PPOL564 | Data Science 1 | Foundations

Statistical Learning Walkthrough

Comparing and Tuning Models

Dependencies¶

# Data Management/Investigation
import pandas as pd
import numpy as np
import missingno as miss
from plotnine import *
import matplotlib.pyplot as plt
import warnings
warnings.filterwarnings("ignore")

# For pre-processing data 
from sklearn import preprocessing as pp 
from sklearn.compose import ColumnTransformer 

# For splits and CV
from sklearn.model_selection import train_test_split
from sklearn.model_selection import KFold # Cross validation 
from sklearn.model_selection import cross_validate # Cross validation 
from sklearn.model_selection import GridSearchCV # Cross validation + param. tuning.

# Machine learning methods 
from sklearn.linear_model import LinearRegression as LM
from sklearn.neighbors import KNeighborsRegressor as KNN
from sklearn.tree import DecisionTreeRegressor as DTree
from sklearn import tree # For plotting the decision tree rules
from sklearn.ensemble import BaggingRegressor as Bag
from sklearn.ensemble import RandomForestRegressor as RF

# For evaluating our model's performance
import sklearn.metrics as m

# Pipeline to combine modeling elements
from sklearn.pipeline import Pipeline

Data¶

DC Housing Price data.

# Data on Housing Prices in DC
dat = pd.read_csv("dc_housing_prices.csv")
dat.shape

(107154, 39)

# Available features
list(dat)

['OBJECTID',
 'SSL',
 'BATHRM',
 'HF_BATHRM',
 'HEAT',
 'HEAT_D',
 'AC',
 'NUM_UNITS',
 'ROOMS',
 'BEDRM',
 'AYB',
 'YR_RMDL',
 'EYB',
 'STORIES',
 'SALEDATE',
 'PRICE',
 'QUALIFIED',
 'SALE_NUM',
 'GBA',
 'BLDG_NUM',
 'STYLE',
 'STYLE_D',
 'STRUCT',
 'STRUCT_D',
 'GRADE',
 'GRADE_D',
 'CNDTN',
 'CNDTN_D',
 'EXTWALL',
 'EXTWALL_D',
 'ROOF',
 'ROOF_D',
 'INTWALL',
 'INTWALL_D',
 'KITCHENS',
 'FIREPLACES',
 'USECODE',
 'LANDAREA',
 'GIS_LAST_MOD_DTTM']

Look at missingness in the data: Issue we're missing information on the outcome PRICE

miss.matrix(dat)

<matplotlib.axes._subplots.AxesSubplot at 0x7f81582c6e10>

Let's do the following:

Only retain data values where the outcome is measured.
Only retain observations where there is a selling price (i.e. when PRICE == 0, the house hasn't been sold. We're interested in what predict the sell price given that it was sold.)
Subsample the data. We'll only look at some of this data for now (doing this so models will run faster, you can run the rest of the data in the coding discussion.)
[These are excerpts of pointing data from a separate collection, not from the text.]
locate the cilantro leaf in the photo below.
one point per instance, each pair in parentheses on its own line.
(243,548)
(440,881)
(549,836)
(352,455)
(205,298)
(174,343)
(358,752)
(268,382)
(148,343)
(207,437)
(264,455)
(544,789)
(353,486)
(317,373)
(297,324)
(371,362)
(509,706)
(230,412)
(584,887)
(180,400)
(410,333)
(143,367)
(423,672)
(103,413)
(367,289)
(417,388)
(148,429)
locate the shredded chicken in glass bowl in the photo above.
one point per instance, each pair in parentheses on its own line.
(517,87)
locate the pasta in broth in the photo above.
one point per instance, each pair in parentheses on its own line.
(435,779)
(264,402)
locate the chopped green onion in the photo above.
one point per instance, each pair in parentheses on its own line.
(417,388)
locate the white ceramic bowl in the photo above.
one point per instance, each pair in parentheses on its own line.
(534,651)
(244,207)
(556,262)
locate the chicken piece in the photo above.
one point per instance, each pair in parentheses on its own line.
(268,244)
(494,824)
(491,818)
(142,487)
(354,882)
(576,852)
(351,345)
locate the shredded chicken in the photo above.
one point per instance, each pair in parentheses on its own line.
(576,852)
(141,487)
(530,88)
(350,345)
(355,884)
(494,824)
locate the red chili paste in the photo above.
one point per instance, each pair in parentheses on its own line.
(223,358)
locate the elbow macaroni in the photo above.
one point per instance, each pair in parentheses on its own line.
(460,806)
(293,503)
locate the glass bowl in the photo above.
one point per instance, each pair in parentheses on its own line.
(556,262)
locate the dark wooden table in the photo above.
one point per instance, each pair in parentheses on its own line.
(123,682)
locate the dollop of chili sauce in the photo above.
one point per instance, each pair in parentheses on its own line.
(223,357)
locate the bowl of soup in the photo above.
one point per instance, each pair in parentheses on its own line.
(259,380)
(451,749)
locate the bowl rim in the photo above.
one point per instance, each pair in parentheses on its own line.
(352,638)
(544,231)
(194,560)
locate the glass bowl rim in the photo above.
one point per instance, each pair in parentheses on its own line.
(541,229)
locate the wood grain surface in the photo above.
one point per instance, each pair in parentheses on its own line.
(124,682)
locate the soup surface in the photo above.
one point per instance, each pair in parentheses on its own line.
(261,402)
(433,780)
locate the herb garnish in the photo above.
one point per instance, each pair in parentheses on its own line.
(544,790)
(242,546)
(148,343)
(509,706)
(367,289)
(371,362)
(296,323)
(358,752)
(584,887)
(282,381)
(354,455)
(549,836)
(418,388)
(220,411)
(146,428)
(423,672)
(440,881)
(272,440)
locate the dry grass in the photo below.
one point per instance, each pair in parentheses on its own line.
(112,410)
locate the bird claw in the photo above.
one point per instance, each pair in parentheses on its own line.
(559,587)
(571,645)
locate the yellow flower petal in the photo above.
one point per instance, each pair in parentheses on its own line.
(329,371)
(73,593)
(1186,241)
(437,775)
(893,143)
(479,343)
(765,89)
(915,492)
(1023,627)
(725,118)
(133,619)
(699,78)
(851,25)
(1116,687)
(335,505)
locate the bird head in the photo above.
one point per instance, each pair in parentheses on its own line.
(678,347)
# Drop all observations where the outcome is missing 
dat = dat[~dat.PRICE.isna()]

# Only houses that are sold
dat = dat[dat.PRICE > 0]

# Subsample
dat = dat.sample(1000,random_state=1988)

Set up data in the SKLEARN framework (i.e. outcome separated from the predictors).

Note: I'm not going use all the data for this walkthrough

y = np.log(dat['PRICE']) # OUTCOME: log selling price (some houses are ridiculuously expensive)
X = dat[['BATHRM','ROOMS','LANDAREA']] # PREDICTORS: simplified for our purposes
X['LANDAREA'] = np.log(X['LANDAREA']) # Log land area (some house are on a lot of land, other on barely a plot)

Split the data

train_X, test_X, train_y, test_y = train_test_split(X,y,test_size=.25,random_state=1988)

Explore the training data¶

# Look at the training data
train_X.shape

(750, 3)

How is the data distributed?

(
    ggplot(train_X.melt(),aes(x="value")) +
    geom_histogram() +
    facet_wrap("variable",scales="free") +
    theme_minimal() +
    theme(figure_size = (10,3)) 
)

<ggplot: (8762103043357)>

Insights:

Scale will be an issue. So we need to pre-process
BATHRM and ROOMS follow a binomial distribution

Look at the outcome PRICE and see if there is any red flags.

(
    ggplot(pd.DataFrame(dict(price=train_y)),
           aes(x="price")) +
    geom_histogram() +
    theme_minimal() +
    theme(figure_size = (7,3)) 
)

<ggplot: (-9223363274760488276)>

Let's just look at how our predictors relate to the outcome.

D = train_X.copy()
D['PRICE'] = train_y

(
    ggplot(D.melt(id_vars=["PRICE"]),
           aes(x="value",y="PRICE"))+
    geom_point(alpha=.5) +
    facet_wrap("variable",scales="free") +
    geom_smooth(method="lm",se=False,color="red") +
    theme_minimal() +
    theme(figure_size = (10,3)) 
)

<ggplot: (8762144576113)>

Pre-Processing¶

Let's rescale our training data for now, but we'll put the preprocessing into a modeling pipeline later on.

# Let's 
scaler = pp.MinMaxScaler()
col_names = list(train_X)
train_X = scaler.fit_transform(train_X)

# Convert back into data frame
train_X = pd.DataFrame(train_X,columns=col_names)
train_X

Modeling¶

The problem that we're working on is a regression problem (i.e. we have a continuously distributed outcome variable). We've played around with a few models that can tackle problems such as these.

Linear Regression
KNN
Decision Trees
Bagging
Random Forest

Luckily, implementing each of these (very different) algorithms is straight-forward using the sklearn API.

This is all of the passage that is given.